Tratada facilmente com vulgares antibióticos até há poucas décadas, as infecções
hospitalares e na comunidade causadas por S. aureus multiresistentes a antibióticos
aumentaram dramaticamente nos últimos 30 anos, sendo acompanhadas por um aumento
de estirpes super-resistentes até mesmo aos antibióticos ditos de última geração. O
tratamento é, por isso, difícil, moroso e frequentemente ineficaz.

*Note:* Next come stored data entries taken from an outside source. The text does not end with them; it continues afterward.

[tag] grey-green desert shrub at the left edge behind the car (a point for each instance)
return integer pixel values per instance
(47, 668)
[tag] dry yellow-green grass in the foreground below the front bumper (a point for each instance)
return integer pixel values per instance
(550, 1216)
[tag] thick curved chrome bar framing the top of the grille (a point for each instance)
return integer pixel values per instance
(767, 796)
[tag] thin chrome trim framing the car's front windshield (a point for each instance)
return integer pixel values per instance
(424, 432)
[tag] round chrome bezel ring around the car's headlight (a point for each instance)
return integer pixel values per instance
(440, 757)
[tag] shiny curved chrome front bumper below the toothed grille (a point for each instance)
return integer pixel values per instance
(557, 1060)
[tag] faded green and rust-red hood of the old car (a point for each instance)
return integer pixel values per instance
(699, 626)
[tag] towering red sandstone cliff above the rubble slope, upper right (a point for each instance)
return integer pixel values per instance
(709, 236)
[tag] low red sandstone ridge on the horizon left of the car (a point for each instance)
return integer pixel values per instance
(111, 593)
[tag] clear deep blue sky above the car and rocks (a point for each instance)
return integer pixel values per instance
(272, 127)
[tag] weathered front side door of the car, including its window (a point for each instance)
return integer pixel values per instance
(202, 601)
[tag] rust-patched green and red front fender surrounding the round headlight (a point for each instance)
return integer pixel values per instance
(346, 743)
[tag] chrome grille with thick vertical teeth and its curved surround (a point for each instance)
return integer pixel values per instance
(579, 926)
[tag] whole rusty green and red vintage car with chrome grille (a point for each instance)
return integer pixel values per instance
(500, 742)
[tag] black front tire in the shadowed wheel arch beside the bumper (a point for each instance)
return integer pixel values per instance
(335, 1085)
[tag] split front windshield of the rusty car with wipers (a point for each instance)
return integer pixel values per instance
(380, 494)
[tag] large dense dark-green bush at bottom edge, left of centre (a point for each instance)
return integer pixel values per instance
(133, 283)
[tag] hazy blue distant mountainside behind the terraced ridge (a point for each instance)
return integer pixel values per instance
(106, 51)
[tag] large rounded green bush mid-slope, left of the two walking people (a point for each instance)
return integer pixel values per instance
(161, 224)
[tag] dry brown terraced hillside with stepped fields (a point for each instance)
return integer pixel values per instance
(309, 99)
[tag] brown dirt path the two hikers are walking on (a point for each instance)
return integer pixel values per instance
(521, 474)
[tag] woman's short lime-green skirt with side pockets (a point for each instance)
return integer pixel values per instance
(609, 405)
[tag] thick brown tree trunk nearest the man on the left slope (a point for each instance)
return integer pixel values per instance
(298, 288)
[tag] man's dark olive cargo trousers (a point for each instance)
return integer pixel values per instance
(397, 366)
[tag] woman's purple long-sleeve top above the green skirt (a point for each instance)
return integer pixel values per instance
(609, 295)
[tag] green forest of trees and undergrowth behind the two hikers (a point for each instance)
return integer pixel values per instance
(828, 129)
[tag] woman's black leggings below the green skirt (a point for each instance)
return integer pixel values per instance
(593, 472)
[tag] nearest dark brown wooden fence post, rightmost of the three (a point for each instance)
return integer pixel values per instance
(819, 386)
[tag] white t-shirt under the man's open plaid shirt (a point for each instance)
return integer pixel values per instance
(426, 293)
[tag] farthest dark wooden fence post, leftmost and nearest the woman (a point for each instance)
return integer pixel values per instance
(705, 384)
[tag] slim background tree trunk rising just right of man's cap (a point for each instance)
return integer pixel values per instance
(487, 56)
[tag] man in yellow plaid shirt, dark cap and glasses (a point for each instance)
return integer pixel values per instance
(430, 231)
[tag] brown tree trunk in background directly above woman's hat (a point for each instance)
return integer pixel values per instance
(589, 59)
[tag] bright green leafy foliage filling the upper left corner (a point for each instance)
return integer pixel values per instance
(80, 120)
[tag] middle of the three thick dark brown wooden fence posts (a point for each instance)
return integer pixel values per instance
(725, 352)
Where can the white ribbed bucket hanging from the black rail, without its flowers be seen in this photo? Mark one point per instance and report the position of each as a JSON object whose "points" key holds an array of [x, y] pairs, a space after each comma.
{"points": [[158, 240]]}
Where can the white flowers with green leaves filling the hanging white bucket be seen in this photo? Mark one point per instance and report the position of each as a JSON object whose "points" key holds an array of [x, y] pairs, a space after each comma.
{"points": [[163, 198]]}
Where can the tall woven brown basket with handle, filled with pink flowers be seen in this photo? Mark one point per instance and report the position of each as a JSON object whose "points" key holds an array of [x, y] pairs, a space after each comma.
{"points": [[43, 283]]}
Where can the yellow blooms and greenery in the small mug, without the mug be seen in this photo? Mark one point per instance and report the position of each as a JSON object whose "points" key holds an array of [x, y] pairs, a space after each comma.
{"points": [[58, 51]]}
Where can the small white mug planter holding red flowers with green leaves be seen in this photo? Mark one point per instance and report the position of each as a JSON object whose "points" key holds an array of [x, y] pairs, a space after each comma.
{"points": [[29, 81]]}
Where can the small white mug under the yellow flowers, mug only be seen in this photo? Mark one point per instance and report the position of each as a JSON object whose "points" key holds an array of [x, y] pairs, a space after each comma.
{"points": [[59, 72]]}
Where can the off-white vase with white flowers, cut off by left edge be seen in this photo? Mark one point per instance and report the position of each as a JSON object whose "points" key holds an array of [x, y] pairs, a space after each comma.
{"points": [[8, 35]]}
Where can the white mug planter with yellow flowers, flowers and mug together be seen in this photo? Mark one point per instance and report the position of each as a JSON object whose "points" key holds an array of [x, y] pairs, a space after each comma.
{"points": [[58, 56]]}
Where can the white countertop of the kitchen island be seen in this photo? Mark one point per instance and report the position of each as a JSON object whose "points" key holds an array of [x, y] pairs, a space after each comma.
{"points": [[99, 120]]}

“Estas estirpes são uma ameaça grave para a saúde pública”, alerta Adelaide Almeida,
investigadora do Centro de Estudos do Ambiente e do Mar (CESAM) e do Departamento de
Biologia da UA e coordenadora do estudo que pode colocar um travão a esta bactéria. Este
estudo resultado trabalho multidisciplinar de uma equipa de cientistas do CESAM e do
Grupo de Química Orgânica, Produtos Naturais e Agroalimentares, duas das unidades de
investigação da UA.

Terapia fotodinâmica é eficaz
O género Staphylococcus contém pelo menos 49 espécies, várias das quais são altamente
importantes clinicamente, para a indústria alimentar, para agricultura e economia. A mais
patogénica dessas espécies é S. aureus.

Esta espécie, explica Adelaide Almeida, “está amplamente distribuída no ambiente, pode
residir na pele e nas mucosas dos seres humanos e animais”. Nos seres humanos, “as
narinas são os principais nichos ecológicos de S. aureus – a transmissão ocorre
principalmente através das mãos quando estas tocam superfícies contaminadas embora
outros locais, como a pele, a área perineal, a faringe, o trato gastrointestinal, a vagina e as
axilas também podem ser colonizadas, podendo também funcionar como focos de
transmissão”.

Com sucesso, a equipa de químicos e biólogos da UA constituída por Adelaide Almeida,
Amparo Faustino, Maria da Graça Neves, Tatiana Branco, Cristina Dias, Nuno Moura, Cristina
Dias, Vânia Jesus, Ana Peixoto e Nádia Valério, testou in vitro e na pele a terapia
fotodinâmica, por si só ou combinada com antibióticos, para inativar esta bactéria.

“Os resultados mostraram que a terapia fotodinâmica, usada já vulgarmente para tratar, por
exemplo, o acne, é uma abordagem eficaz para controlar a infeção por S. aureus na pele,
inativando a bactéria eficazmente após três ciclos sucessivos de tratamento com luz e sem
adição de antibióticos entre ciclos, ou após um ciclo usando a ação combinada da terapia
com o antibiótico ampicilina”, congratula-se Adelaide Almeida.

“Embora seja bem-sabido que o uso de grandes quantidades de antibióticos na prática
clínica é indesejável devido ao aparecimento de estirpes resistentes a antibióticos, pouco
esforço tem sido feito para usar a terapia fotodinâmica para potencializar a eficácia
antibiótica ou, alternativamente, usar antibióticos para melhorar o efeito desta terapia”,
explica a bióloga.

A avaliação deste efeito combinado foi realizada pela equipa da UA em pele de suíno,
considerada um bom modelo de teste para a pele humana, devido às semelhanças das suas
propriedades histológicas, fisiológicas e imunológicas.